O PSR continua a ter seus oponentes vocais, como o coproprietário do Villa, Nassef Sawiris, que disse ao Tempos Financeiros em Junho que os regulamentos eram inibidores e “não bons para o futebol”, mas a época passada serviu de alerta de que gastos excessivos ainda teriam um custo desportivo. Everton e Forest se tornaram os bad boys que ninguém queria imitar.
Isso ficou óbvio com os negócios repentinos realizados em junho, e a cautela se estendeu a esta temporada.
O Manchester United, tradicionalmente uma das forças financeiras mais fortes do futebol inglês, deixou claro que tem pouco espaço para fortalecer a mão do novo técnico Ruben Amorim, após as pesadas derrotas dos últimos tempos.
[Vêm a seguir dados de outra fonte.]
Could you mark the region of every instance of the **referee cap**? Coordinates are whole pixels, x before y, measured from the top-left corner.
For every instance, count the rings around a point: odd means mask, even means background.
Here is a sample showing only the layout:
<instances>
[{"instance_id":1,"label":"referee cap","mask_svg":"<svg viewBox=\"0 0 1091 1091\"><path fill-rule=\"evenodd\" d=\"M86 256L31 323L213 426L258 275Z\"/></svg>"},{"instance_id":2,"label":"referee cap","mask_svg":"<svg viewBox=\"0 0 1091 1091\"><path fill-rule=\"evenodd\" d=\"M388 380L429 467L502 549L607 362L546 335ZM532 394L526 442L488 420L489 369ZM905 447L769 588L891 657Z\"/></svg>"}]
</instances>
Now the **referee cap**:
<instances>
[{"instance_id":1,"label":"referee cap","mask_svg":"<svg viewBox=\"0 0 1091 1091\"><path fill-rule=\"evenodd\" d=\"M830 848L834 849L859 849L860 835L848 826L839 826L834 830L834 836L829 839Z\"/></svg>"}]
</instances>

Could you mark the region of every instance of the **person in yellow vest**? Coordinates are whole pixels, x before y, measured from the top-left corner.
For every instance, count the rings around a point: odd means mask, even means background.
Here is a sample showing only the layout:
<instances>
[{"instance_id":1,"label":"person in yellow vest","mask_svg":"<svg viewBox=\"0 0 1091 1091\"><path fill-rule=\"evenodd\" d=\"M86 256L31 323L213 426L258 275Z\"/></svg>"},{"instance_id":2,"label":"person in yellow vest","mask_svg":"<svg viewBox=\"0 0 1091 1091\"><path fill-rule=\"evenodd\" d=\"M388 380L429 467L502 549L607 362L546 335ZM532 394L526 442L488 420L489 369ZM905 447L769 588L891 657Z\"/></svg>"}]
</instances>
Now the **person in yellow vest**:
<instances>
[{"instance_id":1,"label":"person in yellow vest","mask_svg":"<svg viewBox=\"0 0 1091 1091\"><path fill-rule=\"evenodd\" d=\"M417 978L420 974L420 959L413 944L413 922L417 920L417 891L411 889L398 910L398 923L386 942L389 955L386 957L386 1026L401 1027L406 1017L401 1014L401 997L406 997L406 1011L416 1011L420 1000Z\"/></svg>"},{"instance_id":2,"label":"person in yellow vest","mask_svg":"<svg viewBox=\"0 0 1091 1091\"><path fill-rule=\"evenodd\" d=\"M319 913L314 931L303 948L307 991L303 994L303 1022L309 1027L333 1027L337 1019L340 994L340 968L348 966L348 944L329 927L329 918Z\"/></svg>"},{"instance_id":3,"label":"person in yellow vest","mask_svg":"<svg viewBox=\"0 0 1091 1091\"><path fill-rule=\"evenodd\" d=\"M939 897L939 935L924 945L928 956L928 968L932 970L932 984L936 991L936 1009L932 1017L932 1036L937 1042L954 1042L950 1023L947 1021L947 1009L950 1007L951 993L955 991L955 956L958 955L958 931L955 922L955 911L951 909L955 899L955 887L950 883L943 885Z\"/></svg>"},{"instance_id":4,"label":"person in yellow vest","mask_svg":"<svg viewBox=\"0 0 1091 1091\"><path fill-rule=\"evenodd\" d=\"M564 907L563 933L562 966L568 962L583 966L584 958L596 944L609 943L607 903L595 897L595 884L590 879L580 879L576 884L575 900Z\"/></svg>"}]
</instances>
O Newcastle também continua limitado por restrições financeiras, com apenas cerca de £ 60 milhões gastos nesta temporada. Enquanto isso, o gasto líquido de Villa para a temporada foi de cerca de £ 26 milhões na atual janela de transferências de inverno.
Esses três clubes poderiam ter gasto mais, mas aprenderam na temporada passada que as punições seriam inevitáveis no futuro.
Não seria apropriado felicitar a Premier League pela sua forte governação, quando 115 acusações de irregularidades financeiras ainda pairam sobre o Manchester City, vencedor de quatro títulos consecutivos, e o caso do Leicester continua por resolver, mas a época passada serviu de aviso de que as regras tinham de ser respeitadas. para. As deduções de pontos seriam atribuídas a qualquer clube que não cumprisse.
“A Premier League afirma que a única sanção adequada é uma sanção desportiva na forma de dedução de pontos”, argumentou na primeira audiência do Everton no PSR, que trouxe uma penalidade inicial de 10 pontos, posteriormente reduzida para seis na apelação. Essa frase exata foi repetida quando Forest enfrentou uma comissão independente.
O PSR tem as suas inconsistências e imperfeições e pode muito bem levar a negócios de transferência mais confusos e incoerentes antes do final dos exercícios financeiros, no final de cada mês de Junho.
Mas os últimos 12 meses – e nenhuma nova acusação esta semana – deixaram claro aos clubes que se trata de uma sanção a ser levada a sério.